Part of effective career planning is knowing what’s right for you. If you reach a career crossroads where a move feels wrong based on your own goals and vision — whether it’s sideways, up, or down — listen to yourself. Not everyone’s path makes sense as a vertical trajectory. “We often enter the workforce thinking it’s a straight path to the top,” says certified professional coach Laurie Battaglia. “Usually it’s not.”
Workplace coach Darcy Eikenberg described working with a senior leader who knew that the next available step up on his organization’s traditional ladder would force him to spend more time traveling — something he dreaded with a young son at home.

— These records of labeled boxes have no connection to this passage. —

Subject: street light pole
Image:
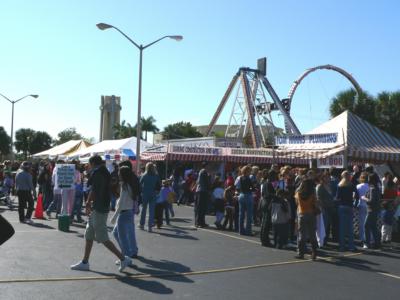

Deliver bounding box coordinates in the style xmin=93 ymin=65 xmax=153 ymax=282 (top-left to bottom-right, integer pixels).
xmin=0 ymin=94 xmax=39 ymax=161
xmin=136 ymin=45 xmax=143 ymax=176
xmin=96 ymin=23 xmax=183 ymax=175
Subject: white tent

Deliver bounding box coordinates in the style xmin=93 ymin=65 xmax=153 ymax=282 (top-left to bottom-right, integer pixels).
xmin=69 ymin=137 xmax=153 ymax=158
xmin=276 ymin=111 xmax=400 ymax=163
xmin=32 ymin=140 xmax=90 ymax=158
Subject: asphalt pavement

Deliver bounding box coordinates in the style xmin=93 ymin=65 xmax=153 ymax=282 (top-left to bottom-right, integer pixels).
xmin=0 ymin=199 xmax=400 ymax=300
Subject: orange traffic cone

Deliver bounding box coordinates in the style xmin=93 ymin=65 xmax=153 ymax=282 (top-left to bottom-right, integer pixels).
xmin=34 ymin=194 xmax=44 ymax=219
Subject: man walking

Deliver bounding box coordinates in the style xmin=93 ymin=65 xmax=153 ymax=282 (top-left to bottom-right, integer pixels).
xmin=195 ymin=162 xmax=211 ymax=228
xmin=15 ymin=161 xmax=34 ymax=224
xmin=71 ymin=155 xmax=132 ymax=272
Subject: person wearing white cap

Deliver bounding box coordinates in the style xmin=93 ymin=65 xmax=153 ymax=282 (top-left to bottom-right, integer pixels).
xmin=15 ymin=161 xmax=34 ymax=224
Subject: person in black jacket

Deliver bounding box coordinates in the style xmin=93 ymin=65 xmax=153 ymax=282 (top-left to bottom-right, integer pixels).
xmin=260 ymin=170 xmax=278 ymax=247
xmin=363 ymin=174 xmax=381 ymax=249
xmin=0 ymin=215 xmax=15 ymax=245
xmin=235 ymin=166 xmax=254 ymax=235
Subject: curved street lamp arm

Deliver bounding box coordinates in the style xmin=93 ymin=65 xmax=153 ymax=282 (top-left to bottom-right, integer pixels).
xmin=12 ymin=95 xmax=32 ymax=103
xmin=143 ymin=35 xmax=170 ymax=49
xmin=111 ymin=26 xmax=141 ymax=50
xmin=0 ymin=94 xmax=13 ymax=103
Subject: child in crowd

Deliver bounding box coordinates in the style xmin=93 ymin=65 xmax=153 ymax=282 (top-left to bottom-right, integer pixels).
xmin=222 ymin=185 xmax=235 ymax=231
xmin=213 ymin=181 xmax=225 ymax=229
xmin=155 ymin=180 xmax=173 ymax=229
xmin=271 ymin=189 xmax=291 ymax=249
xmin=3 ymin=172 xmax=14 ymax=205
xmin=382 ymin=201 xmax=395 ymax=244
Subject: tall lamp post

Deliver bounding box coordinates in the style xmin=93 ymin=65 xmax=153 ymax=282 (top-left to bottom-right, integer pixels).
xmin=0 ymin=94 xmax=39 ymax=161
xmin=96 ymin=23 xmax=183 ymax=175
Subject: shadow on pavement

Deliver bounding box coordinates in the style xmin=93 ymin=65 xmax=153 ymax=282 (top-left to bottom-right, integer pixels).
xmin=117 ymin=277 xmax=174 ymax=295
xmin=171 ymin=218 xmax=193 ymax=223
xmin=90 ymin=271 xmax=174 ymax=299
xmin=135 ymin=256 xmax=194 ymax=283
xmin=27 ymin=223 xmax=55 ymax=229
xmin=320 ymin=253 xmax=385 ymax=273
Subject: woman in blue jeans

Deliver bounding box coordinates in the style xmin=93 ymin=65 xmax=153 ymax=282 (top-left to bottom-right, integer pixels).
xmin=336 ymin=171 xmax=359 ymax=251
xmin=235 ymin=166 xmax=254 ymax=235
xmin=363 ymin=174 xmax=381 ymax=249
xmin=111 ymin=166 xmax=139 ymax=258
xmin=140 ymin=163 xmax=161 ymax=232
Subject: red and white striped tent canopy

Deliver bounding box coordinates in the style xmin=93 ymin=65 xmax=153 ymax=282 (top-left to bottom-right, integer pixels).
xmin=277 ymin=111 xmax=400 ymax=163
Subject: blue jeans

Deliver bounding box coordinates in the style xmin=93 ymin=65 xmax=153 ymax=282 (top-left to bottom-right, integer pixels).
xmin=71 ymin=191 xmax=83 ymax=220
xmin=110 ymin=193 xmax=117 ymax=210
xmin=140 ymin=196 xmax=156 ymax=228
xmin=358 ymin=205 xmax=367 ymax=242
xmin=113 ymin=210 xmax=138 ymax=257
xmin=239 ymin=193 xmax=253 ymax=234
xmin=46 ymin=194 xmax=61 ymax=214
xmin=365 ymin=211 xmax=381 ymax=247
xmin=338 ymin=205 xmax=355 ymax=251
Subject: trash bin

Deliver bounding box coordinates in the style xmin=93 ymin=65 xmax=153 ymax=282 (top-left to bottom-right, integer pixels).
xmin=58 ymin=215 xmax=69 ymax=232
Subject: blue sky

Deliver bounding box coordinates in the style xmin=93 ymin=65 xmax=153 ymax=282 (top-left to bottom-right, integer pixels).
xmin=0 ymin=0 xmax=400 ymax=143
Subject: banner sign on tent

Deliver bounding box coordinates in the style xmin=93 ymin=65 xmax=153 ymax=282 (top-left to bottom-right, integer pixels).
xmin=56 ymin=164 xmax=75 ymax=189
xmin=225 ymin=148 xmax=274 ymax=157
xmin=317 ymin=155 xmax=344 ymax=169
xmin=275 ymin=132 xmax=338 ymax=145
xmin=169 ymin=145 xmax=222 ymax=156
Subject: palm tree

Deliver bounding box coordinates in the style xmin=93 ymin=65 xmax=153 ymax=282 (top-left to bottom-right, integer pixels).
xmin=113 ymin=120 xmax=136 ymax=139
xmin=140 ymin=116 xmax=160 ymax=142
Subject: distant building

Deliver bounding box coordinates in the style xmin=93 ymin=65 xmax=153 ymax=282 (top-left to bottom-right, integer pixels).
xmin=99 ymin=95 xmax=121 ymax=142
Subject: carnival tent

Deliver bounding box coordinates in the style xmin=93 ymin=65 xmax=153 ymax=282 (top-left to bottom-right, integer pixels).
xmin=276 ymin=111 xmax=400 ymax=163
xmin=69 ymin=137 xmax=152 ymax=158
xmin=32 ymin=140 xmax=91 ymax=158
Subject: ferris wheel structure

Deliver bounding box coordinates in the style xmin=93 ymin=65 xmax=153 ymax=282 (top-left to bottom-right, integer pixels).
xmin=285 ymin=65 xmax=362 ymax=132
xmin=206 ymin=57 xmax=362 ymax=148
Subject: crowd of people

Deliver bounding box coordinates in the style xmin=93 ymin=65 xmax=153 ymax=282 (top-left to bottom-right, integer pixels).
xmin=0 ymin=156 xmax=400 ymax=271
xmin=191 ymin=165 xmax=399 ymax=259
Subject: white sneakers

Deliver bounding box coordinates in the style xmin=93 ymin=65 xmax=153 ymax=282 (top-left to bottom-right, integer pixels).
xmin=71 ymin=256 xmax=134 ymax=272
xmin=71 ymin=261 xmax=89 ymax=271
xmin=118 ymin=256 xmax=133 ymax=272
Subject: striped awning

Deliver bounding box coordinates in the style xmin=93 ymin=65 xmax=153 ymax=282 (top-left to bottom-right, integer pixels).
xmin=276 ymin=111 xmax=400 ymax=163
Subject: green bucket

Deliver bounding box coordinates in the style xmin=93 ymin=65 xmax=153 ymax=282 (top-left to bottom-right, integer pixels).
xmin=58 ymin=215 xmax=69 ymax=232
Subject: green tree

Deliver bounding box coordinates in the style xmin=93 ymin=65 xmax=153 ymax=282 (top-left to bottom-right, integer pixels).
xmin=14 ymin=128 xmax=52 ymax=159
xmin=0 ymin=126 xmax=11 ymax=160
xmin=114 ymin=120 xmax=136 ymax=139
xmin=55 ymin=127 xmax=84 ymax=145
xmin=140 ymin=116 xmax=160 ymax=142
xmin=329 ymin=89 xmax=377 ymax=125
xmin=375 ymin=91 xmax=400 ymax=138
xmin=14 ymin=128 xmax=35 ymax=159
xmin=29 ymin=131 xmax=53 ymax=154
xmin=162 ymin=121 xmax=203 ymax=139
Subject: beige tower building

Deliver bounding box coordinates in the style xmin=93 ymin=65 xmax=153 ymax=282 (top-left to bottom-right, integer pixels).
xmin=99 ymin=95 xmax=121 ymax=141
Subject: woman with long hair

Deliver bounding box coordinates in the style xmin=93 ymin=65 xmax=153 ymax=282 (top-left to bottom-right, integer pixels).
xmin=140 ymin=162 xmax=161 ymax=232
xmin=363 ymin=174 xmax=381 ymax=249
xmin=336 ymin=171 xmax=360 ymax=251
xmin=111 ymin=166 xmax=139 ymax=258
xmin=295 ymin=179 xmax=318 ymax=260
xmin=357 ymin=172 xmax=369 ymax=243
xmin=235 ymin=166 xmax=254 ymax=235
xmin=260 ymin=169 xmax=278 ymax=247
xmin=316 ymin=173 xmax=335 ymax=246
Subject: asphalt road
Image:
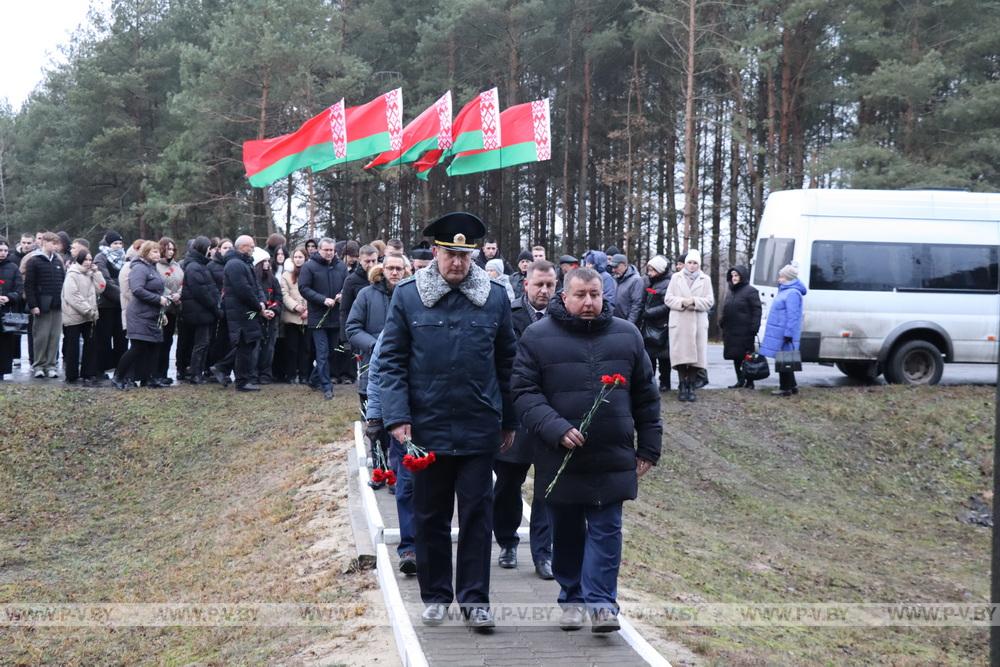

But after he spent time redefining what career advancement really meant to him, he discovered that his current post gave him the flexibility and true advancement opportunity that he wanted.
“He chose to stay put, to recognize that growing in his current role would not be a detour, but sacrificing his personal values would be,” said Eikenberg. “He’s been happily succeeding personally and professionally ever since.”
Whether your lateral move comes about by design or decree, there are ways you can maximize time spent horizontally. One advantage of latticed moves is that they allow you to experience different viewpoints and perspectives.
“Instead of looking down my own ladder, I’m going to look across the lattice of the organization,” said Halley Bock, CEO and president of Fierce, Inc. “Rather than asking for input from people who share my perspective and experience, the question becomes how to embrace and leverage the different vantage points, including those of different generations.”
Offering lateral moves as an alternative to straight-upward movement can be particularly important for the younger workforce, according to Bock. “The opportunity to work among different teams can give variety and depth to employees’ work experience,” said Bock. She added that Millennials bring a strong desire to share their experience and make a difference — so offering multiple avenues to learn and grow can be essential for retaining top young talent.
With the collapse of mid-management roles in many companies, an employee with 10 to 15 years of experience may suddenly find there’s no next level in sight — their leaders may be in the same age range with no plans to retire or leave any time soon. Eikenberg said that in cases where you can’t expect a promotion, it may be time to orchestrate your own with a few key strategies:
- Identify the pain in your organization and how you are uniquely suited to help calm that pain from your current position.
- Build a business plan for a new role, department, or service you might lead.
- Communicate with key players in your organization to let your intentions be known.
- Take your efforts as seriously as you would a new job search.
“It takes creativity, persistence, and confidence to create your own next step,” said Eikenberg, “but if you’re truly hungry for advancement in a flat world, make it yourself.”